With fierce exultation did Arminius watch the waking of the camp, the taking up of pickets, formation of line, and the slow winding motion towards the way, the fatal way, he had foreseen they must go. Had Varus even then become suspicious of concerted treachery, he would have hastened back, would have plunged into the heart of the unknown wood, would have remained in camp, would have done anything under the sun rather than advance right into that narrow densely wooded way ambushed at every vantage point on both sides and shut in at the farther end by that barricade high as the tops of the trees. But he looked and knew not; Arminius saw and knew and exulted.
Der Mordkessel.
Fate is always on the winning side. As day advanced and the troops were all now fairly within the ravine, the heavens opened in streams of torrential rain. The Black Forest seemed to groan with impending doom: old Thor and Odin seemed fighting for their altars in the Druid wood, and Roman Jove was no match for this grim Teutonic Thor.

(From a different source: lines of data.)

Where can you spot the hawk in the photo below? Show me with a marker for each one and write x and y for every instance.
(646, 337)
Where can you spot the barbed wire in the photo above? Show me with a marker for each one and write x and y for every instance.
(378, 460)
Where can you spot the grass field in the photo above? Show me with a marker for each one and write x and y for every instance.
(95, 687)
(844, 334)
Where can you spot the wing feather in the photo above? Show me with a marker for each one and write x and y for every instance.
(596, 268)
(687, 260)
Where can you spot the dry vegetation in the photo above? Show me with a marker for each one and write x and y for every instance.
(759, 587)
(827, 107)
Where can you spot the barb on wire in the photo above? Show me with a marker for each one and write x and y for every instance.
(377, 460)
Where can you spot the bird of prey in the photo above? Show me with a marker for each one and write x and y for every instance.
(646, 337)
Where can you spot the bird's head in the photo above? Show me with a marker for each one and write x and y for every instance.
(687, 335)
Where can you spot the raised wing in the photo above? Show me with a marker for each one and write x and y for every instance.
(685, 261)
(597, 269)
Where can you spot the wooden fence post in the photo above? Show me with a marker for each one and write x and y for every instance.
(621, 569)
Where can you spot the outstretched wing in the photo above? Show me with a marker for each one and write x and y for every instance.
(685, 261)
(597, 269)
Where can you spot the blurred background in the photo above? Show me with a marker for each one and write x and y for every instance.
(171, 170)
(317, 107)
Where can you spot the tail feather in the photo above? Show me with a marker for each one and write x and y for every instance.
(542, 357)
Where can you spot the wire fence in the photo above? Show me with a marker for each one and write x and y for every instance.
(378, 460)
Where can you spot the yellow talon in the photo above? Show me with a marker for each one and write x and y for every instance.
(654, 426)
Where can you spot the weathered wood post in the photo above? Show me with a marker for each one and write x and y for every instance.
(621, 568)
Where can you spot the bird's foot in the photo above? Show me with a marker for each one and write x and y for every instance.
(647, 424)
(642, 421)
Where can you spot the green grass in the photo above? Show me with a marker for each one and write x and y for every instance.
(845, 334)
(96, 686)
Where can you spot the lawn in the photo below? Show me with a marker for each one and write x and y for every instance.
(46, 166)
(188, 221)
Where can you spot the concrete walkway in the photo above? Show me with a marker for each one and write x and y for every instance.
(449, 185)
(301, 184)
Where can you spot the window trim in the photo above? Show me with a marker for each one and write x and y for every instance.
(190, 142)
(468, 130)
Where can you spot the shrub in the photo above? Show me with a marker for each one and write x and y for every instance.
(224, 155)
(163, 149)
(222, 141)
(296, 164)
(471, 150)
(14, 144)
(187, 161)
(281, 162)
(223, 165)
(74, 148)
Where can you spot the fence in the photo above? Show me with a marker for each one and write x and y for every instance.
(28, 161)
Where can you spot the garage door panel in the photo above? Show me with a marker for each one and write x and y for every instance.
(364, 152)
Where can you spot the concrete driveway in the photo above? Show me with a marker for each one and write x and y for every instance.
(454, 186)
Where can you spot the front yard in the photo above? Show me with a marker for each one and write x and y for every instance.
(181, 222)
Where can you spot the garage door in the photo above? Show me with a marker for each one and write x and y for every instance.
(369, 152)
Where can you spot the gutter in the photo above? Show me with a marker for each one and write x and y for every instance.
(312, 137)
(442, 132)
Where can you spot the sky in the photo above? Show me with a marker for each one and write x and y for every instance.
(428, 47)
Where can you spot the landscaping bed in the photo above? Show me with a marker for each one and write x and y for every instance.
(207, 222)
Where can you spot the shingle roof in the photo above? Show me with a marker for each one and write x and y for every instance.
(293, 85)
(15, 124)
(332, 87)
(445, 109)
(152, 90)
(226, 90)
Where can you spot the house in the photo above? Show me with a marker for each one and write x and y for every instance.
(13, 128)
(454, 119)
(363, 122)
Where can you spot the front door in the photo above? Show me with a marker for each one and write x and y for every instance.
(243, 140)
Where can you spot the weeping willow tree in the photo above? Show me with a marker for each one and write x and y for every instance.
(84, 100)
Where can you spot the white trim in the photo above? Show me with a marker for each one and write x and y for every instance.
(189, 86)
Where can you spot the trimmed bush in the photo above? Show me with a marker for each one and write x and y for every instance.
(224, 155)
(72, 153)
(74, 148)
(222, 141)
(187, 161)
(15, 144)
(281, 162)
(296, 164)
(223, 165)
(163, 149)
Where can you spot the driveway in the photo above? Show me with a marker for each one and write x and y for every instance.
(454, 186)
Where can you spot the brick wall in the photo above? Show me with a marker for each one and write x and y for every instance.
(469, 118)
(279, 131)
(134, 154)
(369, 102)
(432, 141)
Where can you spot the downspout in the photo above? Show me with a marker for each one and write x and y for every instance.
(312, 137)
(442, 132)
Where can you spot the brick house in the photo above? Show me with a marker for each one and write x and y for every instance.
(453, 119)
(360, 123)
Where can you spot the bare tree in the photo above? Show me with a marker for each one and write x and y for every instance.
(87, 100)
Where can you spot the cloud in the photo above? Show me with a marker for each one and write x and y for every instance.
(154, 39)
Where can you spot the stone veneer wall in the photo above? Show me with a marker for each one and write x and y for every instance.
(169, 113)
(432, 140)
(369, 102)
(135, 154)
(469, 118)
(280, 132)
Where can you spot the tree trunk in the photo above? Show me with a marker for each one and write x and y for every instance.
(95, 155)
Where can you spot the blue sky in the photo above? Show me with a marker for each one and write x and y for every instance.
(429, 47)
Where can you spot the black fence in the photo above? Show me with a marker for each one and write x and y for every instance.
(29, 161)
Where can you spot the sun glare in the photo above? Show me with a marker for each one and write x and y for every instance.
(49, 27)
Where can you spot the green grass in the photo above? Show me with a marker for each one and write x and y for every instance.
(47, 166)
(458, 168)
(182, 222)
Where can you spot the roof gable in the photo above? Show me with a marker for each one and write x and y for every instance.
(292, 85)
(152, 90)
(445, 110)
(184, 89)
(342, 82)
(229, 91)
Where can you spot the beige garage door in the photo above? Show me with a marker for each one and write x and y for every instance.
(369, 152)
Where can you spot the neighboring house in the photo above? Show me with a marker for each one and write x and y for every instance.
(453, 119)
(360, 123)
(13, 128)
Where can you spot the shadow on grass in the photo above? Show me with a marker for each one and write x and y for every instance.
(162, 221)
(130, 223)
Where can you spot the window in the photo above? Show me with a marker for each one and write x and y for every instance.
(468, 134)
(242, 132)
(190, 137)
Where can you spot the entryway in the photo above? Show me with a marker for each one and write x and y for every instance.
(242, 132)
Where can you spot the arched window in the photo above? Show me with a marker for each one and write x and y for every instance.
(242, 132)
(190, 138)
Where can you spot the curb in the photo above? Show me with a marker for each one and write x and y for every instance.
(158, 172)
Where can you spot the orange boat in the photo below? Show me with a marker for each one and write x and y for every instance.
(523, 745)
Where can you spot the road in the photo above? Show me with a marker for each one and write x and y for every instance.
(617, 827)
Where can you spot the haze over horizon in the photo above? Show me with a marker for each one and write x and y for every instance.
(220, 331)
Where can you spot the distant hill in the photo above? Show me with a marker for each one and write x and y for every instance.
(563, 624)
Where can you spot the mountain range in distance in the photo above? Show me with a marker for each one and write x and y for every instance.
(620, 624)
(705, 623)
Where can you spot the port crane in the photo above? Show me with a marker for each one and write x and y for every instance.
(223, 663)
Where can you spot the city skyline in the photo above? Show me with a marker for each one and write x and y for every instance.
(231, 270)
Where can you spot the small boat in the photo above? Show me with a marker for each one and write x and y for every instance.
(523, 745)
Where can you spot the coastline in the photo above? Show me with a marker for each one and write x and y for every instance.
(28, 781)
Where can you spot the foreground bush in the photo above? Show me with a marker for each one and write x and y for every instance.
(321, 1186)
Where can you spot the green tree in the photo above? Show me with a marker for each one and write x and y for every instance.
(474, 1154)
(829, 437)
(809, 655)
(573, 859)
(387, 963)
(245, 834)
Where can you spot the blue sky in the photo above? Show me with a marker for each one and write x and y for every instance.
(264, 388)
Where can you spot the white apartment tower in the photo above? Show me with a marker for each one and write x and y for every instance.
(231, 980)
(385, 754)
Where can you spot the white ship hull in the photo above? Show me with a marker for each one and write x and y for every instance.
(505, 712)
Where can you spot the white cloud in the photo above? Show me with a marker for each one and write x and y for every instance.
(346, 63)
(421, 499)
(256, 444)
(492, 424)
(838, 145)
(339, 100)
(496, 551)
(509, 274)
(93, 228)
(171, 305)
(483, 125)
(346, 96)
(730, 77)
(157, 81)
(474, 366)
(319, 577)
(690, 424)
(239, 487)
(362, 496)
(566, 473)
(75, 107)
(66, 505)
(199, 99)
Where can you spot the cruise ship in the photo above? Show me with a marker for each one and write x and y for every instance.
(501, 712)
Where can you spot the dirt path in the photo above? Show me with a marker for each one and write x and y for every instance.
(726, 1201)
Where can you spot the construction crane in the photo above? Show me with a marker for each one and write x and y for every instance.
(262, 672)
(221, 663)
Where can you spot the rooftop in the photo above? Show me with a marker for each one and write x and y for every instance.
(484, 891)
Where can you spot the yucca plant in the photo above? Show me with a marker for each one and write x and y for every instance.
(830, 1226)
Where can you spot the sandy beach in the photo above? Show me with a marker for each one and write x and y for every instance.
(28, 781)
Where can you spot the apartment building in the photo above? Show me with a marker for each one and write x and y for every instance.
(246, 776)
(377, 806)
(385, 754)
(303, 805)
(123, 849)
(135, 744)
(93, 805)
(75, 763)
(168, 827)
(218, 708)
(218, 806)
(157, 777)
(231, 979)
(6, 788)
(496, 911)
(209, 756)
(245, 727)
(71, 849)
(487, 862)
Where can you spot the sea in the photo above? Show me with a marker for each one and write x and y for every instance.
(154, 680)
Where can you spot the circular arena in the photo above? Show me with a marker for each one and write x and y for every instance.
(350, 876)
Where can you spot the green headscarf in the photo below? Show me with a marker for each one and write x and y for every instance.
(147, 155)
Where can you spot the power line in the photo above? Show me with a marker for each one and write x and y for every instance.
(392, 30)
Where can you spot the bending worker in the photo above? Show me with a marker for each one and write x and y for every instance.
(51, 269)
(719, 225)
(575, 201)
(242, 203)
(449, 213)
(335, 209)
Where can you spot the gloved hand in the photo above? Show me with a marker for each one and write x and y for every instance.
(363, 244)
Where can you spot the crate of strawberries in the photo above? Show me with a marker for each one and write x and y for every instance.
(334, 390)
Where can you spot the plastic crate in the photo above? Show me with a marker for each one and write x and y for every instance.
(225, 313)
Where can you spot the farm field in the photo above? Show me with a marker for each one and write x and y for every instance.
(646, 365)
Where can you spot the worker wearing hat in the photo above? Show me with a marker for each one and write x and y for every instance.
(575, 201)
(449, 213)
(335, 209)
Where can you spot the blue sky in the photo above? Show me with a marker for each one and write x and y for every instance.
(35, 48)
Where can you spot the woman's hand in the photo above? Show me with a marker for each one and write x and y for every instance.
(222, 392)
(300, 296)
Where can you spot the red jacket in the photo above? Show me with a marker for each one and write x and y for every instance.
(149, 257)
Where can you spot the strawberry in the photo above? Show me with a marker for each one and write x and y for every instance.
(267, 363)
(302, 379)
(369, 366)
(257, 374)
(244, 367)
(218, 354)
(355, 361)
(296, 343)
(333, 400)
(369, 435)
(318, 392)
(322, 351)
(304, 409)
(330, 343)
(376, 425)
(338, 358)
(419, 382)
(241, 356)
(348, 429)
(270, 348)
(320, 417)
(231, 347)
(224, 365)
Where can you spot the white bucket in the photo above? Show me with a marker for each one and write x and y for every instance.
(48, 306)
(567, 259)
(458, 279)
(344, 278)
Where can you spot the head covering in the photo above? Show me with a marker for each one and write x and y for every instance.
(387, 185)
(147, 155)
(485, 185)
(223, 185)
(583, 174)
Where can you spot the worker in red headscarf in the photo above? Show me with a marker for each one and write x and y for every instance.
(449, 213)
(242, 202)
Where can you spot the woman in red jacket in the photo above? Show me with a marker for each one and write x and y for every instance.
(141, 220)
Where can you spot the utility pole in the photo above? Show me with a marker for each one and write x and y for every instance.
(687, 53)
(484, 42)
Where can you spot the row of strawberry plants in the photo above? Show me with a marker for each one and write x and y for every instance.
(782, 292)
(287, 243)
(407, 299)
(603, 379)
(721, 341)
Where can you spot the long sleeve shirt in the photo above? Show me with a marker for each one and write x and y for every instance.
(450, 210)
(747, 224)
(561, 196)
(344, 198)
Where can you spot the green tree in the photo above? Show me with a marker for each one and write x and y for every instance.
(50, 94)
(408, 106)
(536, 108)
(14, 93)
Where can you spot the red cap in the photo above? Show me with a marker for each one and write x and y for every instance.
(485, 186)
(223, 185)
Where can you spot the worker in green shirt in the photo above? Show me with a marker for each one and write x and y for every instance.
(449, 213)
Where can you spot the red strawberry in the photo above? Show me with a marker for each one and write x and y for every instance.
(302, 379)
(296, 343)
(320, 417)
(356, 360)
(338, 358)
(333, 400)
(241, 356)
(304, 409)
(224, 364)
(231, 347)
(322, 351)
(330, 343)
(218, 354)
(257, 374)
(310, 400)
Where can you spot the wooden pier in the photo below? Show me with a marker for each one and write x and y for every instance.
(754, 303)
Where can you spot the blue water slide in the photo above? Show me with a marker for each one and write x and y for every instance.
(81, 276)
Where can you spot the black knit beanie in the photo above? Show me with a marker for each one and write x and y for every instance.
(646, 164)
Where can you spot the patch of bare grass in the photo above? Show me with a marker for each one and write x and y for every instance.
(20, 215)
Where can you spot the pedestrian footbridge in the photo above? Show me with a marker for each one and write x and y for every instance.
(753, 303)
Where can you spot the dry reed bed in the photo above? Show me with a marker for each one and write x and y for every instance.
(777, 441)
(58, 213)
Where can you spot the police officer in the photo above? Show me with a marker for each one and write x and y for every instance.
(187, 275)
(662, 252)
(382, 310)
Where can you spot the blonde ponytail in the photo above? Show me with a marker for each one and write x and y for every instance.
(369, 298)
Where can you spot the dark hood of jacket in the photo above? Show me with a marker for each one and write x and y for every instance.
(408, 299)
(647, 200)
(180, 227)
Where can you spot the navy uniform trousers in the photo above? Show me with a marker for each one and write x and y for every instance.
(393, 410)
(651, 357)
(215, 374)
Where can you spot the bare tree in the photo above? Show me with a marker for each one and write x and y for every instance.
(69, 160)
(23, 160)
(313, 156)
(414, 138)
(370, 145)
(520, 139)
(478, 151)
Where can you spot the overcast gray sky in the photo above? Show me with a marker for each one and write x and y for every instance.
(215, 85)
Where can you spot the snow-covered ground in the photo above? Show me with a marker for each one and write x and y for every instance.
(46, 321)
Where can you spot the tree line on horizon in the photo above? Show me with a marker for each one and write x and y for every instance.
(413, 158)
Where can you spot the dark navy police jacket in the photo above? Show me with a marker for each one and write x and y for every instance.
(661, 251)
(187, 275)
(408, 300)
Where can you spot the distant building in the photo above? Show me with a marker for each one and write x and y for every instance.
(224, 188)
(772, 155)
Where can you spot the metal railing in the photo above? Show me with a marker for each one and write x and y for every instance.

Arminius watched from the height; and just as the vanguard rounded the curve at the summit of which rose the barricade of trees, the signal for general assault all along the line arose clear and decisive from the height.
The slaughter was appalling. The bulk of the infantry, fourteen thousand men, were slain; while the cavalry which at first had numbered about eighteen hundred horsemen, partly Romans partly provincial, made here its last dread stand against the foe and—lost.
Numonius Vola, a Roman cavalry officer, seeing the utter uselessness of the attempt to continue the unfair strife, made a bold dash for deliverance. At the head of a small force, he turned away from the floundering mass of horses and men and plunged into the unknown forest. He was, however, soon surrounded by the Germans, and he and his soldiers were cut to pieces.
A brave band of Romans, last of that death-devoted multitude of men, gained a point of vantage on a hill slope and arranging themselves in a solid circle presented to the foe an almost impenetrable line of glittering points of spears. The Germans, tho’ outnumbering them a hundred to one, yet quailed before that steely welcome. Perhaps, too, being themselves brave men, they were in awe and admiration of that heroic despair; perhaps, being perfectly sure of their prey, they were loth to break the savage satisfaction of gloating upon its desperation; perhaps no Arnold Winkelreid opportunely came forth to offer himself in sacrifice upon those outstretched points and so wedge open the way; perhaps, and O most dread truth-perhaps! those wild children of the Druid wood saw safely entrenched behind that helpless steel—worthy victims for Odin. And thus the night passed—that awful last night upon earth for the last of the legions of Varus.
There is an open space on the flat top of an overhanging rock, darkly terrible even today and still the favorite haunt of century old oaks: and this place tradition points out as the spot upon which human sacrifices were of old offered to Thor and to Odin. And thither the blue eyed barbarians dragged those Roman soldiers, bravest of the brave, who had stood entrenched behind their helpless steel until exhaustion overcame them and who at last overpowered by sheer force of numbers, had been taken alive by the implacable foe and dragged to the altar of sacrifice.
Strange indeed is that delusion, so often inextricably assimilable with religious fanaticism, wherein a man makes himself believe that he honors or placates Deity by immolating thereto his own enemy! Truly the human-heart god is the deification of its own desires. And that God-man upon the Cross who is essentially the everlasting antithesis of the desires of the human heart is not of man. We can understand Jove and Juno and Mars and Venus and even Odin and Thor—they are ourselves only more so: not so the Christ crucified on Calvary.